29 Settembre 2015
Ai sensi dell’art. 2103 c.c., la legittimità del trasferimento del lavoratore da una sede produttiva ad un’altra è subordinata all’esistenza di “comprovate ragioni tecniche, organizzative e produttive” (art. 2103 c.c., come modificato dall’art. 13 della l. n. 300/70).
Con tale disposizione (rimasta invariata anche dopo l’intervento del d.lgs. n. 81/15 sul citato art. 2103 c.c.), in sostanza è stato arginato lo ius variandi del datore di lavoro, al fine di evitare che la modifica unilaterale del luogo di svolgimento della prestazione fosse rimessa al mero arbitrio datoriale, attesa l’inevitabile incidenza che un simile provvedimento potrebbe avere sulla vita privata e relazionale del dipendente.
Secondo il tenore letterale dell’art. 2103 c.c., ai fini della legittimità del provvedimento è necessario esclusivamente che il datore di lavoro sia in grado di dimostrare (nell’eventuale giudizio di impugnativa attivato dal dipendente) l’effettiva esistenza di ragioni di carattere tecnico, organizzativo e produttivo poste alla base del trasferimento, senza altri oneri (neppure formali) a suo carico.
Sennonché la giurisprudenza ha, nel tempo, introdotto un ulteriore obbligo in capo al datore di lavoro, ritenendo applicabile – per analogia – quanto precedentemente previsto dall’art. 2 della legge n. 604/66 in materia di licenziamenti.
Tale disposizione, si ricorderà, prevedeva che il datore di lavoro fosse tenuto – a pena di inefficacia – a comunicare i motivi del licenziamento nel termine perentorio di 7 gg, allorché il lavoratore ne avesse fatto richiesta (entro 15 gg dal provvedimento).
L’esistenza di un simile onere anche nelle ipotesi di trasferimento (ormai ritenuto pacificamente sussistente dalla giurisprudenza) ha creato alcuni problemi interpretativi dopo la cd.
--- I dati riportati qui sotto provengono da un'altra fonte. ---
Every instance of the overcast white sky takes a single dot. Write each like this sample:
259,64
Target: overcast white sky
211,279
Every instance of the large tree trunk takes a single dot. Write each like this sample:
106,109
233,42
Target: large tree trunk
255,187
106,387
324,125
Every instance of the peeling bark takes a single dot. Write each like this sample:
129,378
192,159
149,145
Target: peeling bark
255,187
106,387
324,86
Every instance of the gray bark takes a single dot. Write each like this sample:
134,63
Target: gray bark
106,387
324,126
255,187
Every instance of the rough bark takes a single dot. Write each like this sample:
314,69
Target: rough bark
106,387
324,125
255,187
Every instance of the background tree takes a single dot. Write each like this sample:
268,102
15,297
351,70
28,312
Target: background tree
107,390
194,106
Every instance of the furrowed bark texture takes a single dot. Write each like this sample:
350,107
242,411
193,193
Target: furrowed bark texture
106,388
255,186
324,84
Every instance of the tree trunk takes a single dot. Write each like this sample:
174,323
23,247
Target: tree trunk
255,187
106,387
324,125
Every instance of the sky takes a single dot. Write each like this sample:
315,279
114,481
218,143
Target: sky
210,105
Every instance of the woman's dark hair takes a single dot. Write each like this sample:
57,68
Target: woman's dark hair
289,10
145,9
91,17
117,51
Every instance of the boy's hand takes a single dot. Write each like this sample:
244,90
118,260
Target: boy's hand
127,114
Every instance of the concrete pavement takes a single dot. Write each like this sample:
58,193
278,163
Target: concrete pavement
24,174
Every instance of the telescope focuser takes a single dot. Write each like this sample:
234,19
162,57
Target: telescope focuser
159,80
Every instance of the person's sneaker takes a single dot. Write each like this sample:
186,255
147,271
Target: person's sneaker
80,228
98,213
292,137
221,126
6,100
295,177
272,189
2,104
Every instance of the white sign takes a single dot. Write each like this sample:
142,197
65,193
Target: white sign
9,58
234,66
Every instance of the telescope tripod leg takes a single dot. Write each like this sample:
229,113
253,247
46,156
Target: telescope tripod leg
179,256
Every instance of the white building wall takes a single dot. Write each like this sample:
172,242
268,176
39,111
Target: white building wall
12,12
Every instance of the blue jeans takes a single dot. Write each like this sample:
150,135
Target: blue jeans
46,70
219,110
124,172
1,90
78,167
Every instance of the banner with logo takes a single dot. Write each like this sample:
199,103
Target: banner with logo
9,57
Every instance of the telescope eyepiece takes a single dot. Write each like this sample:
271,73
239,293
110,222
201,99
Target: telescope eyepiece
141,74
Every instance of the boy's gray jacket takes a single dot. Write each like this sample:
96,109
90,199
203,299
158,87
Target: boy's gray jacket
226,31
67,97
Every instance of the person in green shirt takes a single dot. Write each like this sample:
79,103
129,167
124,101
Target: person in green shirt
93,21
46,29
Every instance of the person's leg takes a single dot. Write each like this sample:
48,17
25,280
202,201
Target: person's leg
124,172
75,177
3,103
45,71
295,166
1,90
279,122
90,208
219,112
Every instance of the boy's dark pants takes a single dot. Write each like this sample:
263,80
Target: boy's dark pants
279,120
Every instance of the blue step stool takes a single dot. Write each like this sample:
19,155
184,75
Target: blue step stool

Riforma Fornero (l. 92/12), che, intervenendo sull’art. 2 della l. n. 604/66, ha previsto che la lettera di licenziamento debba contenere la contestuale indicazione dei motivi che lo hanno determinato, abrogando la disciplina relativa alla successiva comunicazione delle ragioni poste alla base del provvedimento.
Ci si è chiesti, infatti, se alla luce della nuova disciplina sul licenziamento, anche per il trasferimento sia sorto l’onere di comunicazione contestuale delle ragioni che lo hanno determinato o, ai fini dell’efficacia del provvedimento, continui ad essere richiesto che il lavoratore che ne faccia richiesta sia messo in condizione di conoscere le motivazioni del trasferimento, al fine di verificarne la non arbitrarietà e l’effettività.
Sulla possibilità che il dettato di cui alla l. n. 604/66, come novellato nel 2012, possa continuare ad applicarsi – per analogia – anche all’ipotesi dei trasferimenti si è espresso il Tribunale di Roma, il quale, con sentenza del 23 gennaio 2015, n. 744, ha precisato come “anche dopo l’entrata in vigore della l. n. 92/2012, che ha modificato l’art. 2, 2° comma, L. n. 604/66 (in passato ritenuto analogicamente applicabile alla comunicazione del trasferimento) imponendo che la comunicazione dei motivi che lo hanno determinato sia contestuale alla comunicazione del licenziamento, ai fini dell’efficacia del trasferimento continua a non essere necessario che vengano contestualmente enunciate le ragioni del provvedimento”.
Alla luce di tale precisazione giurisprudenziale (che, si spera, sia confermata in futuro anche dai giudici di legittimità), si potrà continuare a disporre il trasferimento dei lavoratori senza comunicare contestualmente le ragioni poste alla base del provvedimento, fermo restando che, in caso di richiesta dei motivi, sarà opportuno continuare a fornire un riscontro (prudenzialmente) entro i termini previsti dalla previgente disciplina in materia di licenziamento, al fine di escluderne l’inefficacia.
Al riguardo, si evidenzia come l’individuazione della concreta disciplina applicabile alle ipotesi di trasferimento abbia inevitabili risvolti di carattere pratico, in quanto nel caso in cui il provvedimento dovesse essere dichiarato inefficace, ciò inficerebbe anche gli eventuali provvedimenti disciplinari assunti nei confronti del dipendente che si sia rifiutato di prendere servizio presso la sede di destinazione.
Resta, inoltre, inteso che anche nelle ipotesi di trasferimento inefficace per mancata comunicazione dei motivi nei termini previsti è certamente in facoltà del datore di lavoro ripetere l’atto inefficace, ferma restando – ai fini della legittimità del provvedimento – la necessità che lo stesso sia sorretto da comprovate ragioni, secondo quanto prescritto dalla legge.